Molecular complexity is one of the key reasons why fragment-based lead discovery should work. As described in 2001 by Mike Hann and colleagues at GlaxoSmithKline, the idea is that very small, simple molecules are likely to be able to bind to many different sites on many different proteins; think of the water molecule as being an extreme example of this. As molecules become larger and more complex, they are less likely to bind to any given site on a protein, though if they are complementary to a site the potency will be greater. Similarly, more complex molecules are more likely to have a single binding mode than smaller, less-decorated molecules, which could assume multiple orientations at a single site. These intuitive ideas were supported by a simple computational model that suggested that there is an optimum complexity where molecules would be simple enough that they would bind to several different targets (and thus be useful in a screening collection) while still being complex enough to bind in single, defined orientations with sufficient potency to permit detection. Mike Hann and Andrew Leach now have a new paper in Current Opinion in Chemical Biology that analyzes how this idea has weathered the past decade.

A central tenet of the molecular complexity model is that more complex molecules should be less promiscuous (bind to fewer protein targets) than less complex molecules. Although defining complexity is itself complex, the authors summarize a number of studies that examine promiscuity as a function of various molecular properties that could be used as proxies for complexity. Interestingly, many of these studies find that as molecular weight or – especially – lipophilicity increases, promiscuity actually increases, an apparent contradiction of the complexity model. Indeed, Hann and Leach present internal data showing that, for a given molecular weight, promiscuity increases with increasing lipophilicity.

The authors consider several explanations for this, such as the notion that larger, lipophilic molecules may not need to be perfectly complementary to a protein: one portion could bind, while the rest of the molecule remains unbound. One explanation that the authors don’t address but that could account for much of the discrepancy is the validity of the measurements from the studies surveyed. Practical Fragments has previously discussed the issue of aggregation artifacts, which can occur even at nanomolar concentration – well below the 10 micromolar cutoff used in many of the cited studies. Indeed, Brian Shoichet has commented that the majority of hits from HTS screens could be artifacts, and an alarming proportion of "active molecules" in published work are also bogus. Thus, the apparent promiscuity of more lipophilic compounds may reflect merely assay artifacts, not true binding.

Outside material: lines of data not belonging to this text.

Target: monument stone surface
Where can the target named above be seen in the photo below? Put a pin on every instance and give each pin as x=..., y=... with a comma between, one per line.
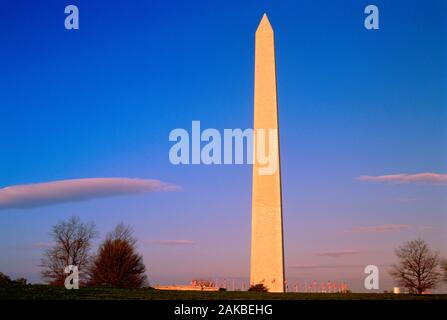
x=267, y=252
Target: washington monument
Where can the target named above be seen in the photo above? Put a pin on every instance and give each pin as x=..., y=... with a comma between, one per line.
x=267, y=252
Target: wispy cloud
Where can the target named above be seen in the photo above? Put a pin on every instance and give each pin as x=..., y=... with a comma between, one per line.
x=43, y=245
x=337, y=254
x=410, y=199
x=382, y=228
x=428, y=177
x=171, y=242
x=428, y=227
x=42, y=194
x=324, y=266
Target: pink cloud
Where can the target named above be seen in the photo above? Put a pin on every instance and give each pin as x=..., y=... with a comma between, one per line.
x=43, y=245
x=337, y=254
x=323, y=266
x=427, y=177
x=171, y=242
x=382, y=228
x=42, y=194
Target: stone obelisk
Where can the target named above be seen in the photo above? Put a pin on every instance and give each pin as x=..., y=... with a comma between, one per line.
x=267, y=252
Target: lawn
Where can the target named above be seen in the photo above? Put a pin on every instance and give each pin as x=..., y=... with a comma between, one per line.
x=44, y=292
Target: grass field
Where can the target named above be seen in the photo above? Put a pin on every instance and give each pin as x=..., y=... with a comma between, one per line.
x=59, y=293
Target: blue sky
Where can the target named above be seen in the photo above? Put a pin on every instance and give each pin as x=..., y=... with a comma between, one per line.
x=100, y=102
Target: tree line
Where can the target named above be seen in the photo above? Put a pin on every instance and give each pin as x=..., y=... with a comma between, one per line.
x=116, y=263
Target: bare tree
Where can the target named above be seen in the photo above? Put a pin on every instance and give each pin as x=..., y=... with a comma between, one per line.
x=117, y=264
x=72, y=244
x=417, y=269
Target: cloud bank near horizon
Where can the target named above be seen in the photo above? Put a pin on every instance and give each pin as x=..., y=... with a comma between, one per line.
x=55, y=192
x=337, y=254
x=171, y=242
x=382, y=228
x=427, y=177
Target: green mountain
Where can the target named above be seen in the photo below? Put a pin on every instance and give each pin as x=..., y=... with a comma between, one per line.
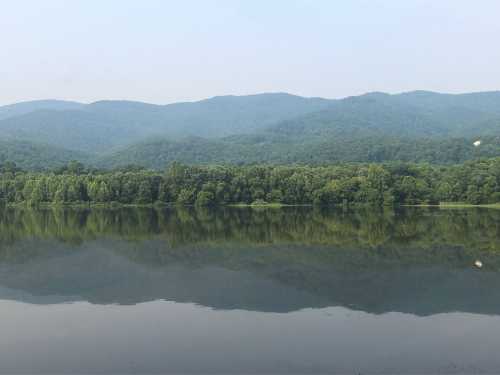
x=22, y=108
x=36, y=156
x=157, y=154
x=266, y=128
x=99, y=126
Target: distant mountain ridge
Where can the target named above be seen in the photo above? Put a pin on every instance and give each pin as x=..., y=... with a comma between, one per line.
x=272, y=127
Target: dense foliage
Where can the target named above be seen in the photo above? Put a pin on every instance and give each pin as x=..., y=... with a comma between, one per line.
x=266, y=128
x=475, y=182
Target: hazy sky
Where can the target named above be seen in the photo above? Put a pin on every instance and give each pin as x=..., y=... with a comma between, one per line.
x=165, y=51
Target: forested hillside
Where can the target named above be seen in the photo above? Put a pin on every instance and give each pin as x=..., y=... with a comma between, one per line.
x=416, y=126
x=372, y=184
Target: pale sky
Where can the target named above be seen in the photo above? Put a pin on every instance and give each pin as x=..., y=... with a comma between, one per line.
x=168, y=51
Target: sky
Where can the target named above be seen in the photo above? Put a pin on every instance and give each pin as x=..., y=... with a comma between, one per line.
x=167, y=51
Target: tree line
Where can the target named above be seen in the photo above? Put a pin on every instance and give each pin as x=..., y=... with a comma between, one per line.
x=475, y=182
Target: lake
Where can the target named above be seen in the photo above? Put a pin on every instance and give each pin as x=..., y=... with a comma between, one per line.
x=242, y=290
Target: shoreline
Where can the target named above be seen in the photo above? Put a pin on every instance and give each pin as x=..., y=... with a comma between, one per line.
x=116, y=205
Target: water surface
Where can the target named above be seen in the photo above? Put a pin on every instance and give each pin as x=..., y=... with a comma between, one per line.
x=291, y=290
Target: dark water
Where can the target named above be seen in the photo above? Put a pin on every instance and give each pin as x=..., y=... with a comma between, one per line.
x=295, y=290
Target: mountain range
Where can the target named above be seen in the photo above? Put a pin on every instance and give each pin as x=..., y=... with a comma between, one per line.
x=264, y=128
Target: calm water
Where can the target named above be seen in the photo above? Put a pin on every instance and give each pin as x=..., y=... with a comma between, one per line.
x=294, y=290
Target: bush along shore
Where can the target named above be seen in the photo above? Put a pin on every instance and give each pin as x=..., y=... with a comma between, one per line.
x=472, y=183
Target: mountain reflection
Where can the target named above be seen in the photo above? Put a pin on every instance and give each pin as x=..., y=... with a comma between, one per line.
x=412, y=260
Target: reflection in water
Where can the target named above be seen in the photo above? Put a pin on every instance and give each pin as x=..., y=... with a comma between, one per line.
x=415, y=261
x=292, y=290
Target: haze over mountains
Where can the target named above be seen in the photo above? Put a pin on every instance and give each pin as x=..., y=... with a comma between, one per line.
x=274, y=128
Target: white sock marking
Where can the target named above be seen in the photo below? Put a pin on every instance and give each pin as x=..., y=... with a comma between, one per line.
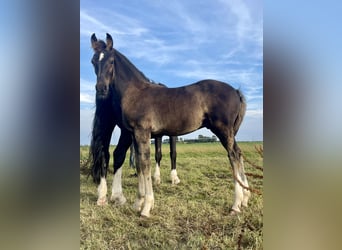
x=174, y=177
x=101, y=56
x=117, y=195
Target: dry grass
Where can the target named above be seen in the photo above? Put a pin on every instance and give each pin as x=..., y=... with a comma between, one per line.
x=192, y=215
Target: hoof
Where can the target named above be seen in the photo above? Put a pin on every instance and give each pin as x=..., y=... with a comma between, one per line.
x=234, y=212
x=118, y=200
x=102, y=201
x=138, y=204
x=157, y=180
x=175, y=181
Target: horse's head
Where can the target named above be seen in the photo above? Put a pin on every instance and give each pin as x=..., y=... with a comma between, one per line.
x=103, y=62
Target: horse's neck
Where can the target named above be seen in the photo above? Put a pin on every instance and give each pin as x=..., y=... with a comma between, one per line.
x=124, y=86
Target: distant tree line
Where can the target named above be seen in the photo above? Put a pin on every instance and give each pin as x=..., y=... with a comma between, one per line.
x=200, y=139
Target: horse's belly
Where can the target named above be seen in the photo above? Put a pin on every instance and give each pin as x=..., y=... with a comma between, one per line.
x=176, y=126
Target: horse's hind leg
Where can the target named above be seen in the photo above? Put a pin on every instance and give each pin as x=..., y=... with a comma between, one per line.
x=241, y=194
x=173, y=155
x=158, y=157
x=102, y=188
x=119, y=157
x=145, y=189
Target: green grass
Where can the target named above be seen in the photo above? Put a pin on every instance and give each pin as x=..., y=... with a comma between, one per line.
x=192, y=215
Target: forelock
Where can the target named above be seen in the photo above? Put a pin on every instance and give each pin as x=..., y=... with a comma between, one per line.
x=99, y=46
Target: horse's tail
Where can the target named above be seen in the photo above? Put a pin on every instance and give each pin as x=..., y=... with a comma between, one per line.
x=242, y=111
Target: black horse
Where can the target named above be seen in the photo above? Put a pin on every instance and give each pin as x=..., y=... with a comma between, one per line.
x=158, y=158
x=148, y=109
x=106, y=117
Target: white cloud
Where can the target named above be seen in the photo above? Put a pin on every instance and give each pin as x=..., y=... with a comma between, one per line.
x=85, y=98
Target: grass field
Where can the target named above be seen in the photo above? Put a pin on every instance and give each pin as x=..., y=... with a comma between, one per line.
x=191, y=215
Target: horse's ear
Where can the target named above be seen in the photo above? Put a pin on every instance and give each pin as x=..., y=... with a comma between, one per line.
x=109, y=40
x=93, y=40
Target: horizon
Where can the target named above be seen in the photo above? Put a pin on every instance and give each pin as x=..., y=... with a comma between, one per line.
x=179, y=43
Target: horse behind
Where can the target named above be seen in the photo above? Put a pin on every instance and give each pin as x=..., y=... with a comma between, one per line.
x=151, y=110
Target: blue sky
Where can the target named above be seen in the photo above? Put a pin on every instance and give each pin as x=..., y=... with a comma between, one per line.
x=178, y=43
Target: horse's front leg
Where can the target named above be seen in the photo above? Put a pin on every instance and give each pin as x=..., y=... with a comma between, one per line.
x=102, y=188
x=145, y=199
x=119, y=157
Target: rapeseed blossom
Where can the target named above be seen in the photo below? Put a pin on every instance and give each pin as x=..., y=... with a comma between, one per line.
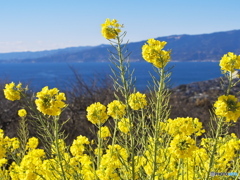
x=22, y=113
x=104, y=131
x=228, y=107
x=124, y=125
x=32, y=143
x=137, y=101
x=183, y=126
x=12, y=92
x=230, y=62
x=50, y=101
x=78, y=145
x=116, y=109
x=182, y=146
x=111, y=29
x=152, y=52
x=96, y=113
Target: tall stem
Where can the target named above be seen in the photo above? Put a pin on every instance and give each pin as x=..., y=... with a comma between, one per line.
x=56, y=142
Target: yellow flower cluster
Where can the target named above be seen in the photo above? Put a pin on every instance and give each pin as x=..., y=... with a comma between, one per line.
x=104, y=131
x=78, y=145
x=228, y=107
x=96, y=113
x=137, y=101
x=116, y=109
x=32, y=143
x=111, y=29
x=152, y=52
x=182, y=146
x=230, y=62
x=183, y=126
x=12, y=92
x=22, y=113
x=124, y=125
x=50, y=101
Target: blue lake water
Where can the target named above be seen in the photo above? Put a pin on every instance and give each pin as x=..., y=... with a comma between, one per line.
x=59, y=75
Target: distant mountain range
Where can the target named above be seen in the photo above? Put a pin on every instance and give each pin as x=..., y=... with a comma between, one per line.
x=203, y=47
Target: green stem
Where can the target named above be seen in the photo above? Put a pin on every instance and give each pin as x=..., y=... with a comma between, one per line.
x=159, y=108
x=99, y=146
x=126, y=92
x=56, y=142
x=214, y=147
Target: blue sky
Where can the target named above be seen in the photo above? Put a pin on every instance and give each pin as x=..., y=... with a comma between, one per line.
x=33, y=25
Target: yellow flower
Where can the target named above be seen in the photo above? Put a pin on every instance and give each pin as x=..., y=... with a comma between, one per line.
x=96, y=113
x=230, y=62
x=182, y=146
x=137, y=101
x=111, y=29
x=116, y=109
x=3, y=161
x=50, y=101
x=22, y=113
x=13, y=92
x=78, y=147
x=32, y=143
x=183, y=126
x=228, y=107
x=152, y=52
x=124, y=125
x=104, y=132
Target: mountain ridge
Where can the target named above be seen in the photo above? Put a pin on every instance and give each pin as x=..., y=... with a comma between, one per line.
x=200, y=47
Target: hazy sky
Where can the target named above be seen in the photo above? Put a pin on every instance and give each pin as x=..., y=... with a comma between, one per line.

In other words, I propose at least two kinds of promiscuity. “Legitimately promiscuous” compounds actually bind to multiple proteins in a one-to-one defined fashion. Perhaps these are rare, in line with the complexity model. “Apparently promiscuous” compounds simply interfere with the assay, whether through aggregation, fluorescence artifacts, or other PAINful mechanisms. Given how many discovery programs get side-tracked by these phenomena, these compounds are likely to vastly outnumber legitimately promiscuous molecules, thus distorting the results of data-mining exercises.

There is plenty more in the paper than can be summarized here, and if this piques your interest Mike Hann will be discussing both molecular complexity as well as molecular obesity at the SLAS webinar series starting next month.